Family & Education

Homeschool Planning: Ask the Kids

BY Barbara Danza TIMEApril 3, 2022 PRINT

’Tis the season for homeschool planning. Many homeschooling parents, as they work their way toward the finish line of this school year, are also making their plans for next year. It’s a time to review the year that’s wrapping up and anticipate the needs of each child for the coming year.

One invaluable resource that parents may be overlooking is the perspective of their children. If you’re in the thick of your homeschool planning for next year, don’t forget to tap into the experiences, hopes, and wisdom of your children.

Some of the greatest advantages of homeschooling include the ability to cater an individualized education to the needs of each child and creatively dive deep into his or her interests.

Here are some questions to ask each child as you plan your homeschool. A student entering middle school or high school may be very willing to answer all of these questions thoroughly. A younger child may prefer just a few simple questions, and the very young can answer perhaps just one or two. Don’t make this a dreaded chore. It should be a lighthearted and simple exercise. Some children will really appreciate being asked and having their input respected. Some children may love to answer in colorful doodles rather than words. Others would prefer this be a loose conversation over a tray of brownies. The key is for you to create a space for your children to share their thoughts and for you to be able to carefully consider them.

What were your favorite parts of this school year? Start out on a positive note. Encourage your child to pause and think about specific memories from the past year that brought joy or excitement or that were funny or interesting.

What were your least favorite parts of this school year? Here they’ll likely start with a subject they may not be too fond of (“The math problems!”) Dig deeper to discover if any habits or routines stand out as less than supportive to their well-being or if they’re losing interest in something they once loved due to a new approach or circumstance. Listen to what your child shares here and ask follow-up nonjudgmental questions.

What do you hope ‘X’ grade will be like? Younger children may need some help with this question. Add specifics such as, what field trip would you like to go on next year, or what kind of stories would you like to read?

If you were in charge of our homeschool, what would you do? Encourage creativity here and leave no ideas off-limits.

What do you wish you had more time to do? This question may offer some real insights into ideas to bring more joy into your child’s homeschool experience, as well as develop their strengths. Listen carefully.

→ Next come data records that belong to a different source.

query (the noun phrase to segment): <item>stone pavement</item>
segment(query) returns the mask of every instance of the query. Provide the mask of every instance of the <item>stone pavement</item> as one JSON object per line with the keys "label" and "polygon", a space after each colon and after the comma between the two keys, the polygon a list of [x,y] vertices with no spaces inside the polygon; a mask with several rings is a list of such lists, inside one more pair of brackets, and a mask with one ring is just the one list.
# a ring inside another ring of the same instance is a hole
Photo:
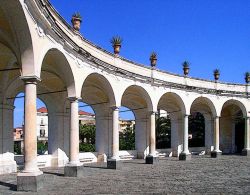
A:
{"label": "stone pavement", "polygon": [[[44,188],[37,194],[250,194],[250,158],[245,156],[164,158],[157,165],[133,160],[122,170],[85,166],[81,178],[64,177],[63,168],[43,169]],[[36,194],[15,189],[16,174],[0,176],[0,194]]]}

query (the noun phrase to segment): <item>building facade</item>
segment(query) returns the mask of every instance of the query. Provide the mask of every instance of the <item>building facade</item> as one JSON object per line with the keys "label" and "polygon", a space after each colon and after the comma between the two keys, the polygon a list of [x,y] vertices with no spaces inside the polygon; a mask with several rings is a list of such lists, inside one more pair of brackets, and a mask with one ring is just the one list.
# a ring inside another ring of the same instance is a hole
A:
{"label": "building facade", "polygon": [[[193,112],[205,118],[205,147],[212,149],[213,157],[233,152],[236,143],[243,144],[244,155],[249,154],[248,84],[171,74],[111,54],[67,24],[47,0],[2,0],[0,18],[0,66],[6,70],[1,74],[1,173],[16,171],[14,157],[9,155],[13,153],[12,97],[23,90],[25,93],[24,142],[29,147],[24,148],[25,165],[17,176],[18,190],[23,189],[26,178],[42,175],[36,153],[37,97],[50,110],[51,164],[65,165],[66,175],[70,173],[67,170],[80,166],[81,100],[95,111],[97,157],[104,159],[106,155],[111,164],[120,158],[120,106],[134,111],[138,158],[156,157],[155,115],[159,109],[170,115],[171,148],[180,159],[190,157],[188,116]],[[68,164],[62,159],[64,155],[69,157]]]}

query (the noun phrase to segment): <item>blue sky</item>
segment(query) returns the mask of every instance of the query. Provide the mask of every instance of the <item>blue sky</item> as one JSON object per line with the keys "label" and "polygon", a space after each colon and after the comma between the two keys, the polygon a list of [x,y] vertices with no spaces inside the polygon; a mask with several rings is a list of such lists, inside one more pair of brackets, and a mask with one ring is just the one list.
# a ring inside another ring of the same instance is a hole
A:
{"label": "blue sky", "polygon": [[[156,51],[159,69],[182,74],[181,63],[188,60],[192,77],[213,80],[212,72],[218,68],[221,81],[235,83],[244,83],[244,73],[250,71],[249,0],[50,2],[68,23],[74,12],[80,12],[81,34],[110,52],[111,37],[121,36],[120,55],[135,62],[148,65],[150,53]],[[20,114],[21,99],[16,102]],[[15,112],[15,118],[16,126],[22,116]]]}

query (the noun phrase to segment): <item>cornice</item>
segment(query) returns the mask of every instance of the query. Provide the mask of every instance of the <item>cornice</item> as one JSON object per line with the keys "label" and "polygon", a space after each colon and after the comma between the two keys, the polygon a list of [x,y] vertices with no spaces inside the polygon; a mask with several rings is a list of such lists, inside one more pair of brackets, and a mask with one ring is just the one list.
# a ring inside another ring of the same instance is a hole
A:
{"label": "cornice", "polygon": [[[50,4],[48,0],[34,0],[34,1],[28,1],[25,0],[25,3],[27,4],[28,7],[31,6],[32,3],[36,3],[37,7],[39,8],[39,11],[45,16],[47,22],[51,26],[51,30],[47,29],[45,34],[49,34],[53,39],[55,39],[58,43],[60,43],[63,48],[68,52],[76,56],[78,59],[82,60],[85,63],[90,64],[91,66],[98,68],[102,71],[105,71],[108,74],[113,74],[115,76],[127,78],[133,81],[138,81],[141,83],[147,83],[152,86],[157,86],[157,87],[166,87],[166,88],[171,88],[171,89],[178,89],[178,90],[184,90],[187,92],[196,92],[200,94],[213,94],[213,95],[218,95],[218,96],[229,96],[229,97],[243,97],[243,98],[248,98],[249,95],[246,92],[238,92],[238,91],[230,91],[230,90],[217,90],[217,89],[212,89],[212,88],[203,88],[203,87],[198,87],[198,86],[189,86],[185,84],[178,84],[174,82],[168,82],[164,81],[161,79],[156,79],[152,77],[147,77],[143,76],[137,73],[130,72],[128,70],[119,68],[117,66],[108,64],[101,59],[96,58],[95,56],[91,55],[88,51],[84,50],[82,47],[80,47],[77,43],[75,43],[71,37],[69,37],[58,25],[58,22],[56,21],[55,17],[59,18],[60,22],[65,25],[67,30],[69,30],[72,35],[78,36],[83,42],[91,45],[92,47],[95,47],[96,49],[110,55],[113,58],[119,58],[122,61],[128,62],[130,64],[133,64],[135,66],[143,67],[147,70],[151,70],[151,67],[147,67],[141,64],[137,64],[133,61],[127,60],[125,58],[122,58],[121,56],[115,56],[113,53],[110,53],[103,48],[100,48],[99,46],[91,43],[87,39],[85,39],[80,33],[74,31],[74,29],[58,14],[58,12],[54,9],[54,7]],[[32,8],[32,7],[30,7]],[[52,14],[53,12],[53,14]],[[35,18],[35,17],[34,17]],[[36,18],[39,20],[38,18]],[[38,22],[40,23],[40,22]],[[46,26],[46,25],[44,25]],[[39,29],[39,28],[38,28]],[[174,75],[180,77],[180,79],[183,79],[184,77],[178,74],[173,74],[169,72],[165,72],[162,70],[154,70],[162,73],[166,73],[166,77],[168,75]],[[214,83],[214,81],[208,81],[205,79],[199,79],[199,78],[191,78],[187,77],[188,79],[193,79],[196,81],[206,81],[210,83]],[[225,84],[225,85],[231,85],[231,86],[244,86],[241,84],[233,84],[233,83],[224,83],[224,82],[218,82],[217,84]]]}

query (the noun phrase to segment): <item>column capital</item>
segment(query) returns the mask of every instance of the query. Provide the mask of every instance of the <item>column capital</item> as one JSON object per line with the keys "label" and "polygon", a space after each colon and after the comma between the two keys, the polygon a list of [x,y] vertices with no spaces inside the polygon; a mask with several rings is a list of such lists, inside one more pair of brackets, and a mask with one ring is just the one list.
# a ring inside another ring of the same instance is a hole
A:
{"label": "column capital", "polygon": [[152,114],[157,114],[157,113],[158,113],[157,111],[153,111],[153,110],[149,111],[149,114],[150,114],[150,115],[152,115]]}
{"label": "column capital", "polygon": [[15,106],[11,104],[0,104],[0,109],[4,110],[14,110]]}
{"label": "column capital", "polygon": [[81,100],[81,98],[79,97],[67,97],[67,99],[73,103],[73,102],[79,102],[79,100]]}
{"label": "column capital", "polygon": [[217,118],[220,118],[220,116],[214,116],[213,118],[214,118],[214,119],[217,119]]}
{"label": "column capital", "polygon": [[116,111],[116,110],[119,111],[119,106],[111,106],[110,108],[111,108],[113,111]]}
{"label": "column capital", "polygon": [[20,76],[19,77],[25,84],[29,84],[29,83],[32,83],[32,84],[36,84],[37,82],[41,81],[41,78],[35,76],[35,75],[32,75],[32,76]]}

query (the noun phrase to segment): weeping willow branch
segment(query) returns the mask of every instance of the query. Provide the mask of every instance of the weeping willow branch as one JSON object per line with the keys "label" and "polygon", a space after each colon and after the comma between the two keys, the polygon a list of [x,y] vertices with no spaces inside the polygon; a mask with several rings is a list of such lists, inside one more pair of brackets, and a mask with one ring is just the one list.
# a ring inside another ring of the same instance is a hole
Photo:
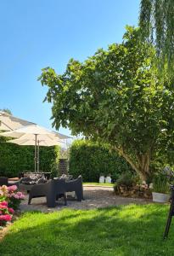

What do you want to learn more about or get better at doing? This question can give you ideas but also allow your child to think a little bit about the outcome of their own education. You may be surprised at some of the things your child suggests.

What’s your favorite part of each homeschool day? Another important aspect of your homeschool life to review are habits and rhythms—those things you do each day. It can be enlightening to know what your child most looks forward to every day.

What would you eliminate from homeschool if you could? Ask yourself when you get this answer if you could really comply with this request. If it’s a key component of their education (reading or math, for example), how can you change it up or make it much easier or simpler?

What do you hope we continue doing in homeschool? When making new plans, it can be tempting to reinvent the wheel and change everything. This can be a good reminder that if it ain’t broke, don’t fix it.

What was the best thing you read this year? Looking back at the books your children read can be enjoyable and point to genres or authors that deserve further exploration. Look into this before you purchase new books for your library.

What was the best thing you created this year? The projects that your child poured time and effort into can point to some skills that need further development or interests that deserve further encouragement.

What are you most proud of? When your children find great meaning in their work, they may be proud of the effort they put in or the obstacles they overcame. Ensure you’re up to speed on their development and what they deem most important.

What’s the best thing about homeschooling? End your questions on a positive note that lends to a sense of gratitude. How fortunate to be able to homeschool. It’s good for everyone to devote some time to this question.

Barbara Danza
Barbara Danza is a mom of two, an MBA, a beach lover, and a kid at heart. Here, diving into the challenges and opportunities of parenting in the modern age. Particularly interested in the many educational options available to families today, the renewed appreciation of simplicity in kids’ lives, the benefits of family travel, and the importance of family life in today’s society.